第十八章
闇の中、士乃武はただ呆然とアスファルトに座り続けていた。
ベアトリーチェが学校に入ってからどれくらい経ったか、数時間か、あるいは数分か、数秒である可能性もある。
それくらいその世界は朧だった。
時折馬車の馬がいななき、それで自分がまだそこに存在しているとだけは、判別できた。
「グワァァァァァ!」
どこかから咆吼が聞こえ、彼はびくりと身体を震わせる。
いつの間にか彼は荒い息遣いの中心にいた。
「な、なんだ?」
不穏な周囲の空気に立ち上がる士乃武だが、次の瞬間闇が破れた。
破れた、とした表現できなかった。
辺りから突然幾多の人影が駆けだして来て、彼を突き飛ばし学校の校庭に走っていく。
何人も何人も何人も……ただ、皆死体のような白い肌で、全てがグールだと分かった。
それらが恐ろしい数で集結しようとしていた。
突かれて倒れた拍子に落ちていた石で額を打ち、傷を作りながら、士乃武は顔を上げる。
また現れたグールが彼を無視して校庭へと向かっていく。
ぬらり、と額の傷から血が流れ、感触が頬まで到達する。
だが士乃武は気にしている暇がなかった。
闇から這い出したグールは百体はいただろう。
そんなに沢山の怪物が、この街に潜んでいたのだ。
ベアトリーチェが気になる。

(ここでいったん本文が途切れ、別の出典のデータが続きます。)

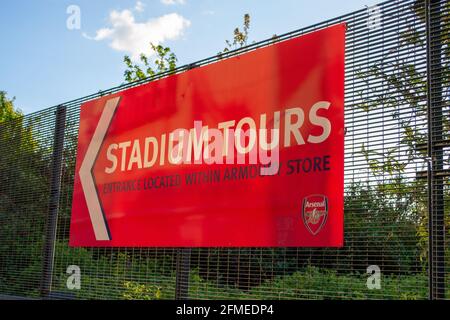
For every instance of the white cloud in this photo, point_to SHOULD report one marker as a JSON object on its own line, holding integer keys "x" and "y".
{"x": 208, "y": 12}
{"x": 172, "y": 2}
{"x": 139, "y": 7}
{"x": 127, "y": 35}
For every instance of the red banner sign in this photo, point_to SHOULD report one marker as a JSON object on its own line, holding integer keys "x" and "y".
{"x": 248, "y": 151}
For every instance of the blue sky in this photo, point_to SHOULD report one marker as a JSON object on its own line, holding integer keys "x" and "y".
{"x": 44, "y": 63}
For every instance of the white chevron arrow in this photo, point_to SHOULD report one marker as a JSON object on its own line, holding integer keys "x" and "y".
{"x": 87, "y": 180}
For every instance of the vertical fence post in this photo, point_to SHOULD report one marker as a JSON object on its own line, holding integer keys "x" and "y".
{"x": 436, "y": 226}
{"x": 53, "y": 206}
{"x": 182, "y": 277}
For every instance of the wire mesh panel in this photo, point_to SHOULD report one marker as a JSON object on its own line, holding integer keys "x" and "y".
{"x": 396, "y": 178}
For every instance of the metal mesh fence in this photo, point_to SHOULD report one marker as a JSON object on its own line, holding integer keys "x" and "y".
{"x": 397, "y": 190}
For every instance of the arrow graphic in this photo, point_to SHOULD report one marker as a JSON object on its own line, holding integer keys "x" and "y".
{"x": 98, "y": 219}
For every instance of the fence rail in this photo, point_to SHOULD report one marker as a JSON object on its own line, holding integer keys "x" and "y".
{"x": 397, "y": 189}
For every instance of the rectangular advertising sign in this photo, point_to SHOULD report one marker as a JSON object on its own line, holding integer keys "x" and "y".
{"x": 244, "y": 152}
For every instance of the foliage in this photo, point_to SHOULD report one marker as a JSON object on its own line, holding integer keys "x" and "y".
{"x": 240, "y": 37}
{"x": 165, "y": 61}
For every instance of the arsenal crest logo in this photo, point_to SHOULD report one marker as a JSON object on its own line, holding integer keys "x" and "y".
{"x": 315, "y": 212}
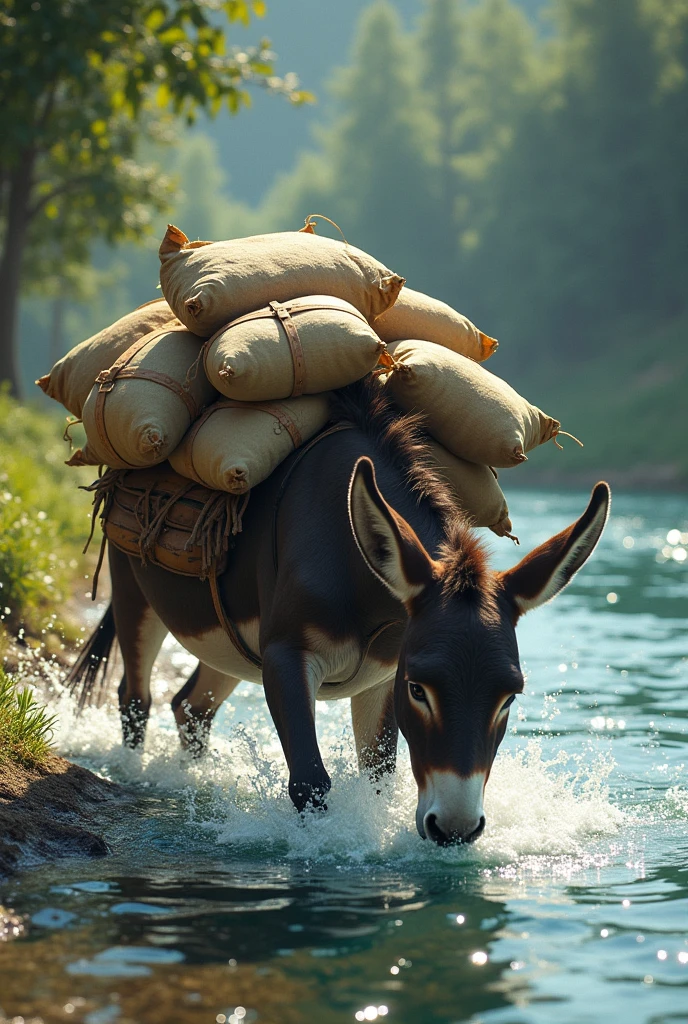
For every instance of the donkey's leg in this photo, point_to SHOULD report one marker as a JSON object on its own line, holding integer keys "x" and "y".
{"x": 375, "y": 729}
{"x": 197, "y": 702}
{"x": 292, "y": 678}
{"x": 140, "y": 634}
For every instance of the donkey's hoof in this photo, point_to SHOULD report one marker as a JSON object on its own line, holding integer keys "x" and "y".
{"x": 309, "y": 796}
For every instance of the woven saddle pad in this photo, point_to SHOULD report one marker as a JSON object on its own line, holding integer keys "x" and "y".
{"x": 168, "y": 520}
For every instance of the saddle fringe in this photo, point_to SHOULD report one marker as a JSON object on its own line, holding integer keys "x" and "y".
{"x": 219, "y": 519}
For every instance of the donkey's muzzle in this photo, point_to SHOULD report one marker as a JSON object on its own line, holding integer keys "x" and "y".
{"x": 433, "y": 832}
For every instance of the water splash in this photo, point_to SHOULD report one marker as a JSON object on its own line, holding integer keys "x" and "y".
{"x": 536, "y": 805}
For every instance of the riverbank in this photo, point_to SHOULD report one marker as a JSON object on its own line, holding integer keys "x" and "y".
{"x": 49, "y": 811}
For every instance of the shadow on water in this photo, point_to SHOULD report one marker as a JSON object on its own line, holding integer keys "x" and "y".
{"x": 332, "y": 942}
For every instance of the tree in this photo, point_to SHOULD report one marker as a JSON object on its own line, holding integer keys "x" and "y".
{"x": 82, "y": 85}
{"x": 383, "y": 151}
{"x": 440, "y": 55}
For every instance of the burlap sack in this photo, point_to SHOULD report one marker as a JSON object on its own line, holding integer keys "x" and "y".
{"x": 72, "y": 377}
{"x": 138, "y": 411}
{"x": 474, "y": 414}
{"x": 418, "y": 315}
{"x": 305, "y": 346}
{"x": 210, "y": 284}
{"x": 475, "y": 488}
{"x": 234, "y": 445}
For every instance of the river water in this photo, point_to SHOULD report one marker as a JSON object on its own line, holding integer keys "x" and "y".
{"x": 220, "y": 904}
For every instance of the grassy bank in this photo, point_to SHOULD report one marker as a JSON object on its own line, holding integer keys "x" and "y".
{"x": 43, "y": 521}
{"x": 25, "y": 726}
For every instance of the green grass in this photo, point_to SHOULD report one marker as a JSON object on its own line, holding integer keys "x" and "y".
{"x": 43, "y": 518}
{"x": 26, "y": 728}
{"x": 626, "y": 399}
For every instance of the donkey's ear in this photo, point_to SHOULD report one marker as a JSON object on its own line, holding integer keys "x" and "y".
{"x": 388, "y": 544}
{"x": 541, "y": 576}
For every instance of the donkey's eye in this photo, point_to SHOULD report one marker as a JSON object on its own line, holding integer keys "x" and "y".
{"x": 417, "y": 692}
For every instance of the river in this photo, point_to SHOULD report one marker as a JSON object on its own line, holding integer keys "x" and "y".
{"x": 219, "y": 904}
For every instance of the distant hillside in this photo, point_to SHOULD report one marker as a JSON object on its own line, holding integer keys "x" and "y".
{"x": 311, "y": 37}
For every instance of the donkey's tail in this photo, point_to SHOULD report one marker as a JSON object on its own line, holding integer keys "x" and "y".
{"x": 89, "y": 674}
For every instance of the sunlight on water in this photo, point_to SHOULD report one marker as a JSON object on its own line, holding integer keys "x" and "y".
{"x": 541, "y": 805}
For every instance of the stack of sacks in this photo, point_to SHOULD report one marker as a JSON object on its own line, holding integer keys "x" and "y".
{"x": 277, "y": 320}
{"x": 230, "y": 372}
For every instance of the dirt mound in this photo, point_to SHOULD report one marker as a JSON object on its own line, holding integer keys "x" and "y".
{"x": 47, "y": 812}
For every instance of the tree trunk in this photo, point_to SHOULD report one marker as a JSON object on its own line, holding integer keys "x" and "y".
{"x": 56, "y": 330}
{"x": 10, "y": 266}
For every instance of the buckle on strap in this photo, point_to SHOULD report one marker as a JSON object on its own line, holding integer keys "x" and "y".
{"x": 104, "y": 381}
{"x": 281, "y": 310}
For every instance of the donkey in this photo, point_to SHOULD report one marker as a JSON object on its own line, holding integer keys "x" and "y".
{"x": 354, "y": 577}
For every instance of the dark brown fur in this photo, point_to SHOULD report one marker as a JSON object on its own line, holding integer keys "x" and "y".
{"x": 367, "y": 535}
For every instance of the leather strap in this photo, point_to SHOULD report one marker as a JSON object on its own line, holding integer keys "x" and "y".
{"x": 227, "y": 625}
{"x": 121, "y": 370}
{"x": 296, "y": 348}
{"x": 284, "y": 312}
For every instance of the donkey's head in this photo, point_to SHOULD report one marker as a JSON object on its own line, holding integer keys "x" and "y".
{"x": 459, "y": 669}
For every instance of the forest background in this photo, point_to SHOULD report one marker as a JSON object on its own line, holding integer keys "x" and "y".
{"x": 525, "y": 162}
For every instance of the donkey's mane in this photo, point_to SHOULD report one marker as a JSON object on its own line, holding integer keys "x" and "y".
{"x": 401, "y": 439}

いくらなんでも百体に囲まれては一溜まりもないように思えた。
「ダイアナさん……これ、大丈夫ですか?」
グールの出現に微かに乱れた馬を制しながら、ダイアナは目を伏せる。
「わかりません……しかし、私はベアトリーチェ様から『そこにいなさい』とのオーダーを受けました。ここから動けません」
すっと彼女の瞳が士乃武のそれと絡まる。
「しかし、士乃武様は違います」
士乃武は初めて気づいたように額の血を拭って、決断した。